Ces même souvenirs, ces même moments, parfois j’ai envie que Petit Ours les connaissent lui aussi avec un frère ou une soeur. Mais pour le moment, je me sens incapable de tout recommencer:
La grossesse, que je n’ai pas du tout aimé, l’accouchement, les nuits courtes, les pleurs.
Et puis je me sens parfois tellement dépasser rien qu’avec un enfant alors comment ça serait avec deux ?
Je n’ai pas assez de patience, je suis égoïste.

Souvent je voudrais juste me poser sur mon canapé avec un bouquin sans avoir a jeter un oeil sur Petit Ours. J’aimerai pouvoir m’installer dans mon petit coin bureau sans le voir débarquer dans la seconde parce qu’il veut dessiner à coté de moi ou me piquer mes crayons.

Et puis serais-je capable d’aimer un deuxième autant que Petit Ours ? Parce que bien qu’il m’agace parfois, je l’aime plus que tout et je n’ai pas envie de me partager.
Et puis surtout, on est bien à trois.
Et si le fait d’en avoir un 2e changeait tout ? Bousculait notre équilibre ? Et si ça se passait pas bien ? Et s’il ou elle était malade ? Et si finalement on gâchait tout à ne pas se satisfaire de ce qu’on a déjà ?

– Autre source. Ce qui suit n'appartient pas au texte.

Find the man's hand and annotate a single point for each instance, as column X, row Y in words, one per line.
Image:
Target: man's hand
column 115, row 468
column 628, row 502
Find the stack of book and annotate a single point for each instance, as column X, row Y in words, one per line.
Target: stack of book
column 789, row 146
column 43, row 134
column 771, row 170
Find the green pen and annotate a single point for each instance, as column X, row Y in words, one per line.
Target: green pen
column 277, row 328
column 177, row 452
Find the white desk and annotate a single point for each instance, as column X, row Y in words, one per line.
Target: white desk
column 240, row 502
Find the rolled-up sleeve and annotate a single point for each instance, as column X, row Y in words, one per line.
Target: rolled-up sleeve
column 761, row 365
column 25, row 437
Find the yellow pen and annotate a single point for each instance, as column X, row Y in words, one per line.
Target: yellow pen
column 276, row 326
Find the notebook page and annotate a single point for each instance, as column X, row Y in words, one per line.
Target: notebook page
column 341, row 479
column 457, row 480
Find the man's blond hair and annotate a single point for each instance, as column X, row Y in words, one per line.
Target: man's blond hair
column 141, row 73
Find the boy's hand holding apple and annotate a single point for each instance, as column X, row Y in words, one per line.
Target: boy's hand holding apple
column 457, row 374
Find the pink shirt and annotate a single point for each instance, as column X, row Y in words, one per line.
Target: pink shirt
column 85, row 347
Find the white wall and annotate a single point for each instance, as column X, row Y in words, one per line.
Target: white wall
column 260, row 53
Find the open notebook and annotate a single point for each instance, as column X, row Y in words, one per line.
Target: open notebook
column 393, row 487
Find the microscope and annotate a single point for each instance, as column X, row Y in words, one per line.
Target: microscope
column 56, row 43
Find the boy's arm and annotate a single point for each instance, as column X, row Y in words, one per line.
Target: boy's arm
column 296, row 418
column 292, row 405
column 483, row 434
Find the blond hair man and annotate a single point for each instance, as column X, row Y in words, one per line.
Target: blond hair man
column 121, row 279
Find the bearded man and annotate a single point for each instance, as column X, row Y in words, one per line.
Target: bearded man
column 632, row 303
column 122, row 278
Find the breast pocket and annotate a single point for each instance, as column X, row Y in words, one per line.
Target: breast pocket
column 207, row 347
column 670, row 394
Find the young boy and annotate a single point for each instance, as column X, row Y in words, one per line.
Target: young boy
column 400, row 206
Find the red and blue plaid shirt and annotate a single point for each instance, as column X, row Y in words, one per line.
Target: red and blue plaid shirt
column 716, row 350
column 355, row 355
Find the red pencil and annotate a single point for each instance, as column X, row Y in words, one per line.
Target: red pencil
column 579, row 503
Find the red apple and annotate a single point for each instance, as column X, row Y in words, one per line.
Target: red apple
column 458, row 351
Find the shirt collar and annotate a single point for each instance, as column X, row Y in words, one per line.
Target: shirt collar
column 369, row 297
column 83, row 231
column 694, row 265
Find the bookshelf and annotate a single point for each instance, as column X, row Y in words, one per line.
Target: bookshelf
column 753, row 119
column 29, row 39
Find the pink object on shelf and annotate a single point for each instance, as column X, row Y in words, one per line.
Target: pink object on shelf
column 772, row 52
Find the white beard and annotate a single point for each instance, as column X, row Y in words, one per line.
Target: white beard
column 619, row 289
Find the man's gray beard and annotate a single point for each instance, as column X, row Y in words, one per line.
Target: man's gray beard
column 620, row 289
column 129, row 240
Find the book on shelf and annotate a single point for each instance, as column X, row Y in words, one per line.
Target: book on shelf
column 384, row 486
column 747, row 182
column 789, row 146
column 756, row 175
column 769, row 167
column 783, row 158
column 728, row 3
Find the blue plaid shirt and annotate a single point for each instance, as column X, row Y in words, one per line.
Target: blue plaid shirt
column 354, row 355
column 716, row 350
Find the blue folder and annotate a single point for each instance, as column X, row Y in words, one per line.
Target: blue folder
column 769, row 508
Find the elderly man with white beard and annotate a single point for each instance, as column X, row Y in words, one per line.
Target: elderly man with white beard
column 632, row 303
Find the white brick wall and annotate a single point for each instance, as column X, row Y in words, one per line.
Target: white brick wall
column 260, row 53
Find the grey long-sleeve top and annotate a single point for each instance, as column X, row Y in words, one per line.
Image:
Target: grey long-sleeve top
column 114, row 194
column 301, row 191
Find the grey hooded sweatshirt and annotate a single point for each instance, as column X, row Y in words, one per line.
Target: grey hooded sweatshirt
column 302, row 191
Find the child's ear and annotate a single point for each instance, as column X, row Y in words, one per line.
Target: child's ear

Viennent ensuite les questions pratiques : nous avons une troisième chambre mais c’est actuellement notre chambre d’amis / dressing… On le met où le deuxième ou alors on les mets où nos vêtements ?
On vient de changer de voiture, passant d’un break à une berline parce que j’en avais assez de conduire un paquebot.
Et puis si je pars en congé maternité, est-ce que je vais retrouver ma place au boulot ? Mon poste que j’aime tant ?

Vous voyez, j’ai plein de raisons de dire non a un deuxième.

Bien sur, je ne me suis pas fermée la porte et j’y pense parfois. D’autant plus souvent que les bébés en ce moment il y en a partout autour de moi. Et surtout depuis que ma collègue qui à un petit garçon de l’age de Petit Ours à annoncé sa grossesse. J’ai presque ressentit de la jalousie, de l’envie. Et puis j’ai repensé à tout ça. A tout ce que j’ai écris plus haut.

Alors pour le moment lorsqu’on me pose la question, je répond non.

Et vous alors le deuxième, c’était / c’est un évidence ?

 

2 thoughts on “La question du deuxième”

  1. C’est fou quand même ce besoin qu’on les gens de se mêler de choses qui ne les concernent pas. En plus je ne sais pour toi mais moi je trouve que la pression est énorme et qu’elle prend deux formes : celle « directe » ou on te pose clairement la question / te fais la remarque et celle plus indirecte mais plus sournoise où on te lance l’air de rien des petites piques du style : « mais quand il y en a qu’un blabla… ». C’est épuisant.